Breaking news: 2006 was one of the safest years in aviation history, with the number of crashes at a 43-year low.
"Airline travel, safer? That’s not what I’ve heard," you’re probably thinking. And no wonder.
Michael Moore dubbed CNN "The Fear Network," and it’s easy to see why. Turn on the news any time of day, and you’ll see sensationalistic headlines, urgent news crawls, and irascible news anchors engaged in rapid-fire debates. Everything seems calculated to raise your heart rate. News isn’t news anymore: It’s infotainment. Since September 11, networks have been pushing the panic button more and more frequently.
When I was a kid, oh, thirty-odd years ago, the news was the dullest program on earth. My parents knew this, and used it as a way of ensuring I went to bed on time. I can still remember the locked-off camera and the monotone voice of the male anchor as he droned on about egg prices, or the musical "Annie."
There were no flashy graphics. No fast-paced editing. No specially-scored music. Remember the O.J. trial? It was bad enough that they televised it, but who decided a grisly double murder needed its own theme music?
These days, there doesn’t even have to be a real story to justify airing it. After all, news channels have a lot of airtime to fill, and fact-checking is just so darn tedious. Any time there’s the merest hint of trouble, the cameras are all over it. Some programs have perfected myriad ways to crank up the fear and keep viewers on the edge of their seats. How many times have you flipped on the news and seen shaky camera footage with "Developing Story" emblazoned across it? What exactly is developing isn’t usually clear, but you can bet it’s not a feel-good story about someone raising money for the homeless.

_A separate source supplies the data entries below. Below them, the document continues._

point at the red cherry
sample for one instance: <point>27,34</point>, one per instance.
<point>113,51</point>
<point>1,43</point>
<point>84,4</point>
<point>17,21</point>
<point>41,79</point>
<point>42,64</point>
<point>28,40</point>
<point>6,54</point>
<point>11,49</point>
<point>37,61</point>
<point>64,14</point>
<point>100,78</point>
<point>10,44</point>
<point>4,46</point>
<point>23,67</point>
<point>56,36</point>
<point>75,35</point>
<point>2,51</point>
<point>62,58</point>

Don’t let the media manipulate your emotions. Remember that they have millions of dollars and sophisticated methods designed to provoke fear in you. Why? So you’ll stay tuned and feel compelled to keep coming back for more. Do yourself a favor: Turn off the news and rent a comedy instead. Better yet, go for a walk, or do anything that makes you feel good. It doesn’t have to be newsworthy. The power to be happy is in your hand – the one that’s holding the remote.